Aliquote differenziate e favorire investimenti e ricapitalizzazione
La profonda crisi economica mondiale causata dalla pandemia richiede misure straordinarie che siano in grado di provocare uno shock positivo nei fondamentali economici. Fra queste, una delle più urgenti è quella della radicale riforma della fiscalità d’impresa.
Un primo pilastro della riforma potrebbe essere quello di avvicinare la pressione fiscale sulle imprese all’aliquota nominale, restringendo le differenze fra reddito civilistico e base imponibile che creano un forte divario fra l’aliquota nominale e quella effettiva.

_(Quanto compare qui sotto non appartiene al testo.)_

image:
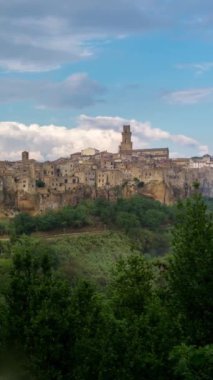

Un secondo pilastro dovrebbe essere quello di una vera semplificazione normativa e amministrativa che elimini l’ipertrofia legislativa, che è anche primo ostacolo all’azione di contrasto dell’evasione. Alla semplificazione è fortemente connesso il tema della certezza del diritto e un primo punto di partenza sarebbe dare rango costituzionale allo Statuto del contribuente. Inoltre, sarebbe importante che il progresso tecnologico e la digitalizzazione portassero un beneficio anche ai contribuenti per un più snello e rapido contatto con il Fisco.
Quale terzo pilastro si potrebbe intervenire in maniera “non neutrale” sulla propensione delle aziende a investire di più e a ricapitalizzarsi, con opportuni incentivi che facciano uscire il sistema economico dalla stagnazione sulla produttività. Alcune cose vanno mantenute e migliorate, quali: Industria 4.0, i crediti d’imposta per R&S, la patent box, i superammortamenti, la rivalutazione dei cespiti e l’Ace. A questi si potrebbe aggiungere il differimento di un terzo dell’Ires al momento della distribuzione del dividendo. In questo modo, lasciando inalterata l’attuale aliquota del 24%, la tassazione al momento della generazione del reddito sarebbe del 16%, agevolando il reinvestimento dei profitti per la crescita e per sostenere i nuovi investimenti.
Il quarto pilastro dovrebbe riguardare la stabilità finanziaria e quindi come e dove reperire le risorse per attuare la riforma senza dimenticare una visione responsabile degli equilibri di bilancio. Le soluzioni possono essere molteplici con impatti diversi. Una caratteristica peculiare del nostro sistema tributario è tassare poco i consumi e molto le attività produttive: lavoro e impresa. L’indicatore Ocse Vat Revenue Ratio misura il rapporto tra il gettito Iva attuale e quello potenziale se tutti consumi fossero tassati ad aliquota standard. In Italia nel 2018 il rapporto era del 38%, con una media Ocse del 56 per cento. Con un accorpamento delle aliquote, soprattutto agendo su quella del 10%, si potrebbe ottenere uno spostamento del carico dalle attività produttive ai consumi, limitando gli effetti regressivi sui consumatori.
Sul fronte equità, infine, non bisogna dimenticare che il principio della capacità contributiva si fonda sul rispetto dell’equità verticale, a differenza di reddito dovrebbe corrispondere una diversa tassazione. Potrebbe essere quindi giusto valutare una diversa aliquota che colpisca i redditi d’impresa a seconda del loro ammontare e si potrebbero superare le contraddizioni dei regimi forfettari che con l’attuale flat tax al 15% violano palesemente il principio di equità orizzontale, trattando diversamente contribuenti con lo stesso reddito.